A young mother’s journey through loss—and finding hope
Reprinted from "Opioids" issue of Visions Journal, 2018, 13 (3), p. 23
Growing up, I lived with my mom until I was about 12 and then I moved in with my grandma (me and my stepdad just didn’t get along). I lived with Grandma for about a year. She was an awesome lady. Then I got taken away by MCFD [Ministry of Children and Family Development, child protection services].
After that I was in foster care as a ward of the ministry. I’m 29 now.
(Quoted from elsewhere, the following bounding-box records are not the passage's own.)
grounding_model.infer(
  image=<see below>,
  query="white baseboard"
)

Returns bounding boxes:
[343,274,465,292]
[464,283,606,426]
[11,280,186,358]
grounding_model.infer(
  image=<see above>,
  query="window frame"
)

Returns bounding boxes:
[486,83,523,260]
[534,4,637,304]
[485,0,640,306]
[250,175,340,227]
Around the time the ministry took me away, I quit school. That’s when I started using drugs. I had smoked weed already, but somebody really close to me—one of my older friends—he introduced crack to me. I didn’t even know what it was at first. I thought he was smoking weed out of a pipe, but it was crack. So, when I started smoking crack, I didn’t even know what it was. I was also doing crystal meth, I was doing down* and Percocet and morphine. I was doing everything.
I thought I was having fun. It made me want to be with people. It helped me forget how fucked up my life is. I didn’t know any better. I was just a kid.
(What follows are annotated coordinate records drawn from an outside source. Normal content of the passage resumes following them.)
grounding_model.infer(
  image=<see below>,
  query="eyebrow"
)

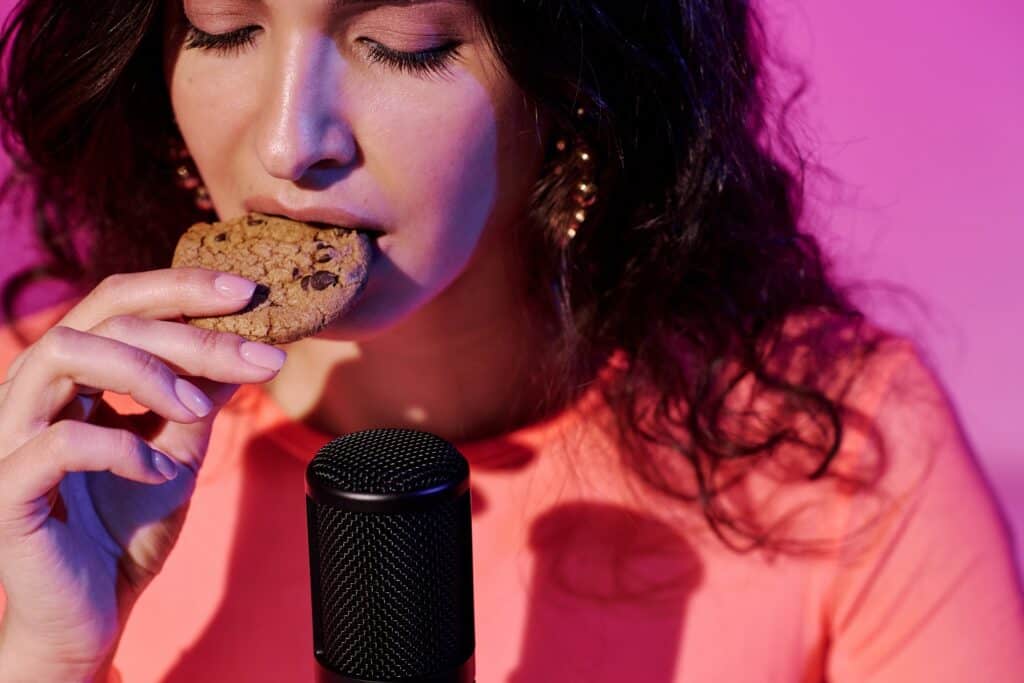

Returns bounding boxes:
[328,0,469,11]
I finally moved in with Grace, my foster mom. She’s a wonderful lady; she never gave up on me. I stayed with her for about three or four years. We’re still close. I still call her Mom.
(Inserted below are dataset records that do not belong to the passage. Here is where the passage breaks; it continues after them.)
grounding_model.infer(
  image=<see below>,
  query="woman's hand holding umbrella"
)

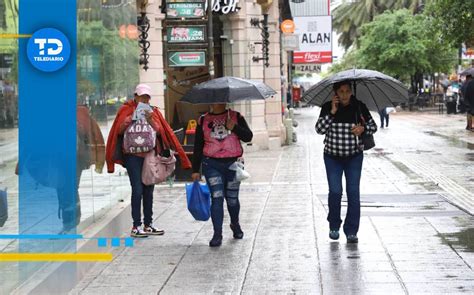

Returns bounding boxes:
[225,119,235,131]
[191,172,201,181]
[331,95,340,116]
[351,124,365,136]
I still used drugs when I was at her place. But I quit for a year when I was 16. I was pregnant with my daughter and I went to juvie.** But then I quit and I could have kept my daughter. My grandma wanted me to keep my baby. But three days before I got out of juvie, my grandma passed away. I could have stayed in a foster home and had my daughter but I didn’t know if when I turned 19 if she could come with me or she’d have to stay in care. I didn’t want to chance it so I let my mom and dad raise her. I moved in with them and when my daughter was two or three months old, I got kicked out and then I couldn’t see my kid for a while. So I started using drugs again.
It wasn’t hard to stop (when I was pregnant). When a person is pregnant they should never ever do drugs. All my kids—I have four kids—I’ve never done drugs while I was pregnant, never drank. I never even took a Tylenol. Did labour all natural. My other three are in foster homes, separated. My oldest is 12, my son just turned 8, my daughter’s 6 and my baby’s 3.
I haven’t seen my kids since last February. I’m working toward seeing my kids now. I need to talk to a psychologist and do drug and alcohol counselling. I don’t think any of it will help. I just wish bad things would just stop happening. I use drugs so I can just stop thinking about everything.
When my kids were home with me, I was clean for many years. I quit when I was 19. They’ve never known me to do drugs; I never even drank. I despised drugs. I hated drugs. I did parenting classes and moms’ groups. I did a whole bunch of programs. I had my day scheduled in my day planner.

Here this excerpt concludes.